Tryptophan, proline, and basic amino acids have all been implicated as being important in the assembly and structure of membrane proteins. Indolicidin, an antimicrobial 13-residue peptide-amide isolated from the cytoplasmic granules of bovine neutrophils, is highly enriched in these amino acids: five tryptophans, three prolines, three basic residues, and no acidic residues. Consistent with the likely importance of these amino acids in membrane protein assembly, indolicidin is known to be highly membrane-active and is believed to act by disruption of cell membranes.
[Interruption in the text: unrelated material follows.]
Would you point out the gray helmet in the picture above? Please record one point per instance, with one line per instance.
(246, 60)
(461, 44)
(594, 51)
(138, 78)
We have, therefore, examined the interactions of native indolicidin with large unilamellar vesicles (LUV) formed from palmitoyloleoylphosphatidylcholine (POPC), and palmitoyloleoylphosphatidylglycerol (POPG), in order to use it as a model system for studying membrane protein insertion and for evaluating the relative contributions of hydrophobic and electrostatic forces in peptide-bilayer interactions. Equilibrium dialysis measurements indicate that indolicidin binds strongly, but reversibly, to both neutral POPC and anionic POPG vesicles with free energies of transfer of -8.8 +/- 0.2 and -11.5 +/- 0.4 kcal/mol, respectively. The extremely strong partitioning into POPG vesicles necessitated the development of a new equilibrium dialysis method that is described in detail. Tryptophan fluorescence measurements show that indolicidin is located in the bilayer interface and that indole fluorescence is affected by the type of lipid used to form the LUVs. Circular dichroism (CD) measurements reveal unordered conformations in aqueous and bulk organic solutions and a somewhat more ordered, but not alpha-helical, conformation in SDS micelles and lipid bilayers. Fluorescence requenching measurements (Ladokhin et al. 1995. Biophys. J. 69:1964-1971) on vesicles loaded with the fluorophore/quencher pair 8-aminonapthalene-1,3,6 trisulfonic acid (ANTS)/p-xylene-bis-pyridinium bromide (DPX), show that indolicidin induces membrane permeabilization. For anionic POPG, leakage is graded with a high preference for the release of cationic DPX over anionic ANTS. For neutral POPC vesicles no such preference is observed. Leakage induction is more effective with POPG vesicles than with POPC vesicles, as judged by three quantitative measures that are developed in the Appendix.